FIG. 7 refers to one of the indicators of the type of activated macrophages, the arginase. FIG. 7 shows in a Western blot of arginase that there are more amount of enzyme in the presence of the drug, which is characteristic of macrophage M2s. Therefore, is possible to conclude that adenosine aspartate favors the reduction of inflammatory macrophages M1 and increases expression of arginase favoring, the activation M2.

Using adenosine aspartate, such as demonstrated herein, it has its efficacy in the reversal and prevention of liver fibrosis and of other fibrotic mechanisms associated with inflammation by modulating the state of activation of the macrophage and of the release of the main mediator molecules of the immune response such as cytokines.

Claims

1. A method for differential activation of phenotype macrophage M2 in inflammatory fibrogenic processes and its subsequent reversal, in humans, without showing side effects comprising administering adenosine aspartate to the human in need thereof.

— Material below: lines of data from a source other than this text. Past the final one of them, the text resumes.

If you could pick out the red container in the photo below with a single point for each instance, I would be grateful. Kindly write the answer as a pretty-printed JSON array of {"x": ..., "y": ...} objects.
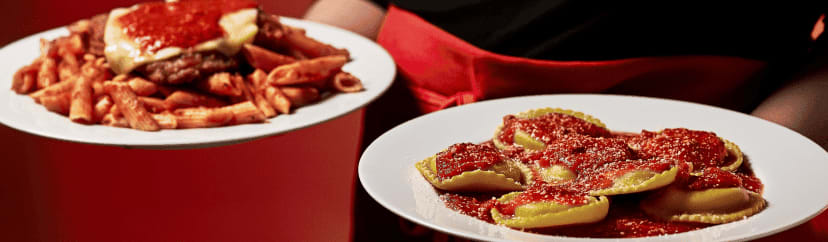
[{"x": 292, "y": 187}]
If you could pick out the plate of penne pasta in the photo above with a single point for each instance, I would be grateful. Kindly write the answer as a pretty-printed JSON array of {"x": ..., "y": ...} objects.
[{"x": 61, "y": 83}]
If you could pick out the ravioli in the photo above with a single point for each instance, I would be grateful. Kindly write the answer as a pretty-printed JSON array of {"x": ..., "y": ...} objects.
[
  {"x": 533, "y": 129},
  {"x": 627, "y": 177},
  {"x": 711, "y": 206},
  {"x": 501, "y": 174},
  {"x": 542, "y": 214},
  {"x": 560, "y": 170}
]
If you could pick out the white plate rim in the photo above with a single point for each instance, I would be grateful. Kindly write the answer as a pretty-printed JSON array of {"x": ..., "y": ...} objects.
[
  {"x": 370, "y": 160},
  {"x": 370, "y": 62}
]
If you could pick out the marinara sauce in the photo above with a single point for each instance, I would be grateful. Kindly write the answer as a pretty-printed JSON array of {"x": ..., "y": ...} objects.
[{"x": 158, "y": 25}]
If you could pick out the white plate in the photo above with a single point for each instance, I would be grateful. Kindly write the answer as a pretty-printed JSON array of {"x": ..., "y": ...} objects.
[
  {"x": 371, "y": 63},
  {"x": 791, "y": 166}
]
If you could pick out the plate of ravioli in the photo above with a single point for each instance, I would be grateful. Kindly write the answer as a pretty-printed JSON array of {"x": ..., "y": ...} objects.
[{"x": 587, "y": 167}]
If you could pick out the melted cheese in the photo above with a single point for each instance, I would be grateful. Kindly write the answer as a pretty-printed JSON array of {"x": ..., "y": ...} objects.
[{"x": 124, "y": 54}]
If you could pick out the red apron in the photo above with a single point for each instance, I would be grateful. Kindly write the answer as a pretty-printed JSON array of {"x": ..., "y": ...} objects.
[{"x": 441, "y": 70}]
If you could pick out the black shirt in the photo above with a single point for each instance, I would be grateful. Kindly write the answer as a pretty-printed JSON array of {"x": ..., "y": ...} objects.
[{"x": 600, "y": 30}]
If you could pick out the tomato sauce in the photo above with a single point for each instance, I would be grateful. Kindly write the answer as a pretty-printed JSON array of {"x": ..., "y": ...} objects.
[
  {"x": 157, "y": 25},
  {"x": 549, "y": 127},
  {"x": 713, "y": 177},
  {"x": 560, "y": 194},
  {"x": 462, "y": 157},
  {"x": 582, "y": 152},
  {"x": 703, "y": 149}
]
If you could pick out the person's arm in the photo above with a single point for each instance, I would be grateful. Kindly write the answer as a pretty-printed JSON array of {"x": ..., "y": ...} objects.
[
  {"x": 802, "y": 104},
  {"x": 360, "y": 16}
]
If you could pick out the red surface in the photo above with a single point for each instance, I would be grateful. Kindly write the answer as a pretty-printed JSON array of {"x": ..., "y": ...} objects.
[
  {"x": 293, "y": 187},
  {"x": 441, "y": 70},
  {"x": 276, "y": 188}
]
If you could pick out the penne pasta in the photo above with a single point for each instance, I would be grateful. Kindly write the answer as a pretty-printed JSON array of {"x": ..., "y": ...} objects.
[
  {"x": 245, "y": 112},
  {"x": 221, "y": 84},
  {"x": 47, "y": 74},
  {"x": 277, "y": 99},
  {"x": 154, "y": 105},
  {"x": 300, "y": 96},
  {"x": 202, "y": 117},
  {"x": 130, "y": 107},
  {"x": 68, "y": 68},
  {"x": 257, "y": 78},
  {"x": 72, "y": 77},
  {"x": 186, "y": 99},
  {"x": 296, "y": 39},
  {"x": 261, "y": 102},
  {"x": 102, "y": 107},
  {"x": 263, "y": 59},
  {"x": 114, "y": 121},
  {"x": 57, "y": 89},
  {"x": 24, "y": 79},
  {"x": 312, "y": 71},
  {"x": 141, "y": 86},
  {"x": 57, "y": 103},
  {"x": 166, "y": 120},
  {"x": 345, "y": 82},
  {"x": 81, "y": 110}
]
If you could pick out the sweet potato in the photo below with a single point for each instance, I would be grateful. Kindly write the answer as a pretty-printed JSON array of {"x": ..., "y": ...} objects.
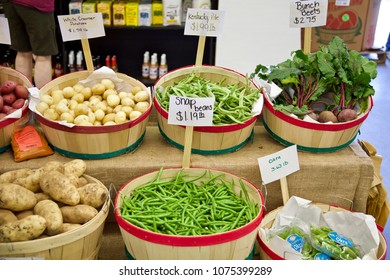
[
  {"x": 78, "y": 214},
  {"x": 22, "y": 230},
  {"x": 16, "y": 198},
  {"x": 93, "y": 194},
  {"x": 7, "y": 216},
  {"x": 52, "y": 214},
  {"x": 59, "y": 187}
]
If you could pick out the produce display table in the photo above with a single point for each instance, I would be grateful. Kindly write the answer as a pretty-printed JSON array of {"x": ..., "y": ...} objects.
[{"x": 341, "y": 178}]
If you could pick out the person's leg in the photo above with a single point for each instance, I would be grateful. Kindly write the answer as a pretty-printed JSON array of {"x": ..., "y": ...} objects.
[
  {"x": 43, "y": 70},
  {"x": 23, "y": 63}
]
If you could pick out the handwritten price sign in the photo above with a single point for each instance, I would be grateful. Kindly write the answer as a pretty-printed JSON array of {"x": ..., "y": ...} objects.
[
  {"x": 275, "y": 166},
  {"x": 81, "y": 26},
  {"x": 191, "y": 111},
  {"x": 204, "y": 22},
  {"x": 308, "y": 13}
]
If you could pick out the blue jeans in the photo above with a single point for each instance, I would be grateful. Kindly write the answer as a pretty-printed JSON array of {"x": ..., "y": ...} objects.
[{"x": 388, "y": 44}]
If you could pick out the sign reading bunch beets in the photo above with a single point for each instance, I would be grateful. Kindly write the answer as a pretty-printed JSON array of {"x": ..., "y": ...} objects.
[
  {"x": 191, "y": 111},
  {"x": 308, "y": 13},
  {"x": 81, "y": 26},
  {"x": 202, "y": 22}
]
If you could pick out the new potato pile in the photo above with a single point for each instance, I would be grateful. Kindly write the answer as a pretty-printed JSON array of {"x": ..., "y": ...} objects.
[
  {"x": 101, "y": 104},
  {"x": 50, "y": 200}
]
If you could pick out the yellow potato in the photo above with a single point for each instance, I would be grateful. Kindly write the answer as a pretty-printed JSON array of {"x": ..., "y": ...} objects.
[
  {"x": 7, "y": 216},
  {"x": 52, "y": 214},
  {"x": 78, "y": 214},
  {"x": 75, "y": 167},
  {"x": 59, "y": 187},
  {"x": 25, "y": 229},
  {"x": 16, "y": 198}
]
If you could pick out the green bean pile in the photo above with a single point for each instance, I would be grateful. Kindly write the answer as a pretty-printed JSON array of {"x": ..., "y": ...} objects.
[
  {"x": 188, "y": 207},
  {"x": 233, "y": 103}
]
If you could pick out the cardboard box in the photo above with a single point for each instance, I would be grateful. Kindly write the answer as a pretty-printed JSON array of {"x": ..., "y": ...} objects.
[
  {"x": 347, "y": 22},
  {"x": 371, "y": 21}
]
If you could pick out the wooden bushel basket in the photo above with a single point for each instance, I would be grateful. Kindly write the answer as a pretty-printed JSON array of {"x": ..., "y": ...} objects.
[
  {"x": 231, "y": 245},
  {"x": 82, "y": 243},
  {"x": 9, "y": 126},
  {"x": 93, "y": 142},
  {"x": 266, "y": 253},
  {"x": 310, "y": 136},
  {"x": 207, "y": 140}
]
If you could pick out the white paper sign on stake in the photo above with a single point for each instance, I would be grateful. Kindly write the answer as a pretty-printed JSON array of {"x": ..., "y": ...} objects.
[
  {"x": 278, "y": 165},
  {"x": 203, "y": 22},
  {"x": 81, "y": 26},
  {"x": 191, "y": 111},
  {"x": 342, "y": 2},
  {"x": 5, "y": 37},
  {"x": 308, "y": 13}
]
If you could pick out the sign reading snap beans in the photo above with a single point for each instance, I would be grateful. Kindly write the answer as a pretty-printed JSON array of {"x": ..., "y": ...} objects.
[
  {"x": 202, "y": 22},
  {"x": 81, "y": 26},
  {"x": 278, "y": 165},
  {"x": 191, "y": 111},
  {"x": 308, "y": 13}
]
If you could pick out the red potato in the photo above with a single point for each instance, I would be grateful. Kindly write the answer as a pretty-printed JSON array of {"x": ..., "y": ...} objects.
[
  {"x": 9, "y": 98},
  {"x": 7, "y": 87},
  {"x": 21, "y": 91},
  {"x": 19, "y": 103},
  {"x": 6, "y": 109}
]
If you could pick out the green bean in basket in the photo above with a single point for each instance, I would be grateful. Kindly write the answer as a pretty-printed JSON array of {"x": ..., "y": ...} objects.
[
  {"x": 188, "y": 207},
  {"x": 233, "y": 103}
]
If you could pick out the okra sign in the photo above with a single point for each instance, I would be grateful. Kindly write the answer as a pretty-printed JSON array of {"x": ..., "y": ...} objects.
[
  {"x": 308, "y": 13},
  {"x": 278, "y": 165}
]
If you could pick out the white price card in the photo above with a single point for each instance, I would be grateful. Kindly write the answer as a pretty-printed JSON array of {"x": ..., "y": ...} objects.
[
  {"x": 202, "y": 22},
  {"x": 5, "y": 37},
  {"x": 278, "y": 165},
  {"x": 342, "y": 2},
  {"x": 81, "y": 26},
  {"x": 308, "y": 13},
  {"x": 191, "y": 111}
]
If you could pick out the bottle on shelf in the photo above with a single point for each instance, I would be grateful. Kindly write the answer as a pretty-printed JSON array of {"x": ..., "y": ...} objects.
[
  {"x": 157, "y": 12},
  {"x": 153, "y": 73},
  {"x": 163, "y": 69},
  {"x": 146, "y": 66},
  {"x": 114, "y": 65},
  {"x": 145, "y": 13},
  {"x": 71, "y": 66}
]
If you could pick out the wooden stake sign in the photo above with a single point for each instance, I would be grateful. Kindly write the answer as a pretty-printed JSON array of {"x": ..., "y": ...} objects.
[
  {"x": 307, "y": 14},
  {"x": 277, "y": 166},
  {"x": 81, "y": 27},
  {"x": 201, "y": 23}
]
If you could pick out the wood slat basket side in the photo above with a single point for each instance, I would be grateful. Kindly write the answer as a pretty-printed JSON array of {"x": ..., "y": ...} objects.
[
  {"x": 213, "y": 140},
  {"x": 142, "y": 244},
  {"x": 91, "y": 142},
  {"x": 82, "y": 243}
]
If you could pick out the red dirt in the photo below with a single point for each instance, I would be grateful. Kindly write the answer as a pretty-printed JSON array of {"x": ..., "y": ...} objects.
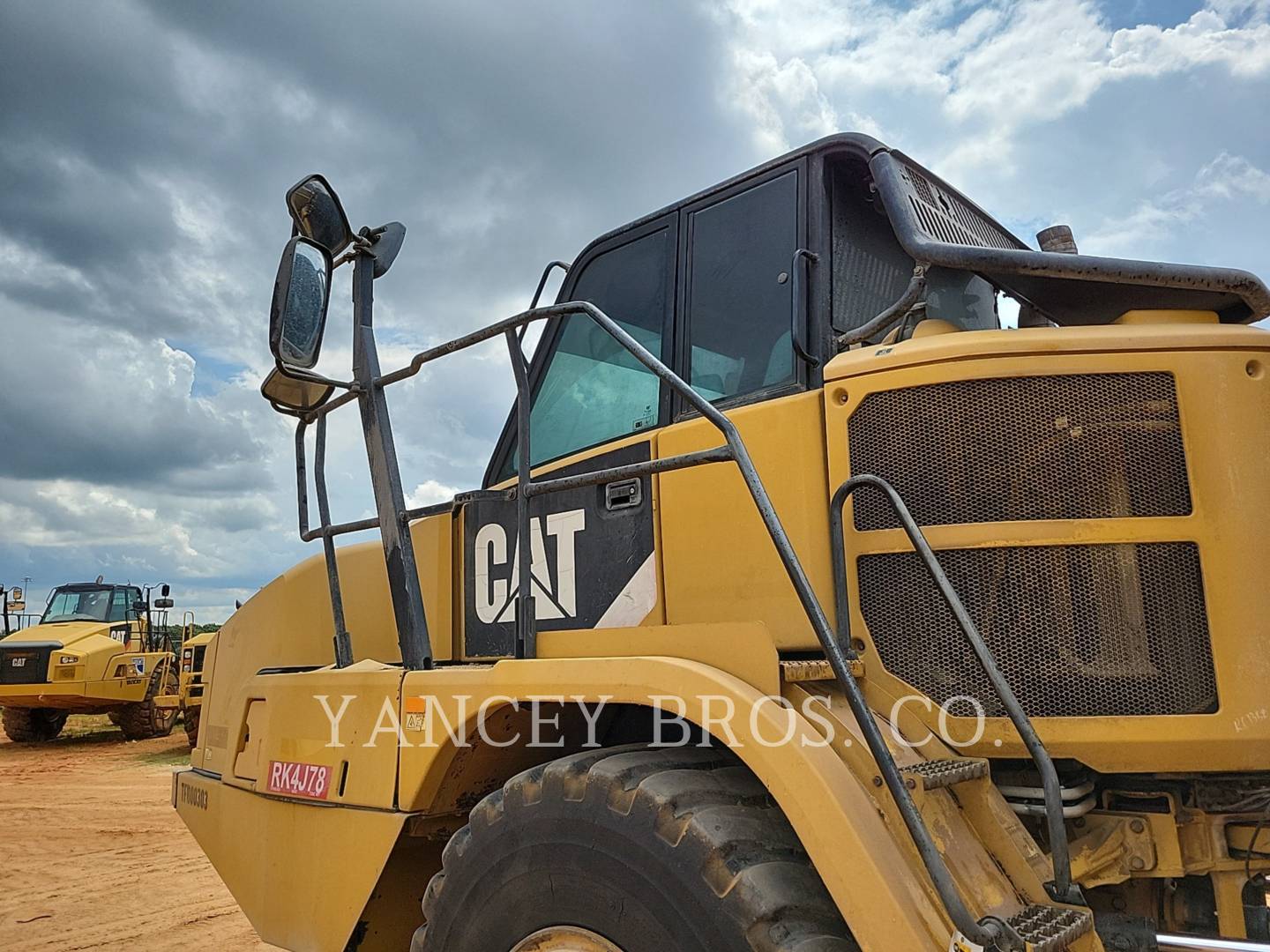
[{"x": 93, "y": 856}]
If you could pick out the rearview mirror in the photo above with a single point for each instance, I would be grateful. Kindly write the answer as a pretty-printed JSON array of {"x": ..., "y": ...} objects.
[
  {"x": 292, "y": 395},
  {"x": 300, "y": 294},
  {"x": 318, "y": 213}
]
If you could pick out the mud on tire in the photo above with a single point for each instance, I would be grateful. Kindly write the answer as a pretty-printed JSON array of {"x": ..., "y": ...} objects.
[
  {"x": 145, "y": 720},
  {"x": 34, "y": 725},
  {"x": 653, "y": 850}
]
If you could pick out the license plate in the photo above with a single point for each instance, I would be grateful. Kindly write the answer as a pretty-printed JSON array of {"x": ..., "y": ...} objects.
[{"x": 296, "y": 779}]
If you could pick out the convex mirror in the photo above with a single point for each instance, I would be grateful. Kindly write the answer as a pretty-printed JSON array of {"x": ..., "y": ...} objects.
[
  {"x": 318, "y": 213},
  {"x": 300, "y": 296},
  {"x": 292, "y": 395}
]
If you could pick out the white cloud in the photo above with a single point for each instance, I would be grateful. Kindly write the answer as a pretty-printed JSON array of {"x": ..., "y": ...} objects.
[
  {"x": 430, "y": 493},
  {"x": 990, "y": 71},
  {"x": 1154, "y": 221}
]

2. The method of claim 1, wherein the adenosine aspartate also reduces the phenotype macrophages M1 and achieves conversion to phenotype macrophages M2.

3. The method of claim 1, wherein the adenosine aspartate allows the activation and recruitment of monocytes.

4. The method of claim 1, wherein further the adenosine aspartate increases the levels of IL-10 in humans.

5. A pharmaceutical composition for the treatment of inflammatory-fibrogenic disorders in humans comprising adenosine aspartate.

6. A pharmaceutical composition comprising a therapeutically effective amount of adenosine aspartate in combination with one or more pharmaceutically acceptable excipients.